The answer NA means that the paper does not use existing assets. The authors should cite the original paper that produced the code package or dataset. The authors should state which version of the asset is used and, if possible, include a URL.

The name of the license (e.g., CC-BY 4.0) should be included for each asset. For scraped data from a particular source (e.g., website), the copyright and terms of service of that source should be provided. If assets are released, the license, copyright information, and terms of use in the package should be provided. For popular datasets, paperswithcode.com/datasets has curated licenses for some datasets. Their licensing guide can help determine the license of a dataset. For existing datasets that are re-packaged, both the original license and the license of the derived asset (if it has changed) should be provided. If this information is not available online, the authors are encouraged to reach out to the asset s creators.

13. New Assets

Question: Are new assets introduced in the paper well documented and is the documentation provided alongside the assets?

Answer: [Yes]

Justification: The data preprocessing and data filtering pipelines are described in detail in Section 3. We plan to release all 128M English-translated captions on Hugging Face after the review period.

Guidelines:

The answer NA means that the paper does not release new assets. Researchers should communicate the details of the dataset/code/model as part of their submissions via structured templates. This includes details about training, license, limitations, etc. The paper should discuss whether and how consent was obtained from people whose asset is used. At submission time, remember to anonymize your assets (if applicable). You can either create an anonymized URL or include an anonymized zip file.

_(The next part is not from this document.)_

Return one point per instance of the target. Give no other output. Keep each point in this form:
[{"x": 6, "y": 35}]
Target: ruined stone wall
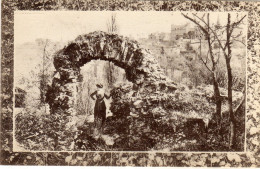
[{"x": 140, "y": 66}]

14. Crowdsourcing and Research with Human Subjects

Question: For crowdsourcing experiments and research with human subjects, does the paper include the full text of instructions given to participants and screenshots, if applicable, as well as details about compensation (if any)?

Answer: [NA]

Justification: Our experiments do not involve human subjects.

Guidelines:

The answer NA means that the paper does not involve crowdsourcing nor research with human subjects. Including this information in the supplemental material is fine, but if the main contribution of the paper involves human subjects, then as much detail as possible should be included in the main paper. According to the Neur IPS Code of Ethics, workers involved in data collection, curation, or other labor should be paid at least the minimum wage in the country of the data collector.

15. Institutional Review Board (IRB) Approvals or Equivalent for Research with Human Subjects

Question: Does the paper describe potential risks incurred by study participants, whether such risks were disclosed to the subjects, and whether Institutional Review Board (IRB) approvals (or an equivalent approval/review based on the requirements of your country or institution) were obtained?

Answer: [NA]

Justification: Our experiments do not involve human subjects.

Guidelines:

The answer NA means that the paper does not involve crowdsourcing nor research with human subjects. Depending on the country in which research is conducted, IRB approval (or equivalent) may be required for any human subjects research. If you obtained IRB approval, you should clearly state this in the paper. We recognize that the procedures for this may vary significantly between institutions and locations, and we expect authors to adhere to the Neur IPS Code of Ethics and the guidelines for their institution. For initial submissions, do not include any information that would break anonymity (if applicable), such as the institution conducting the review.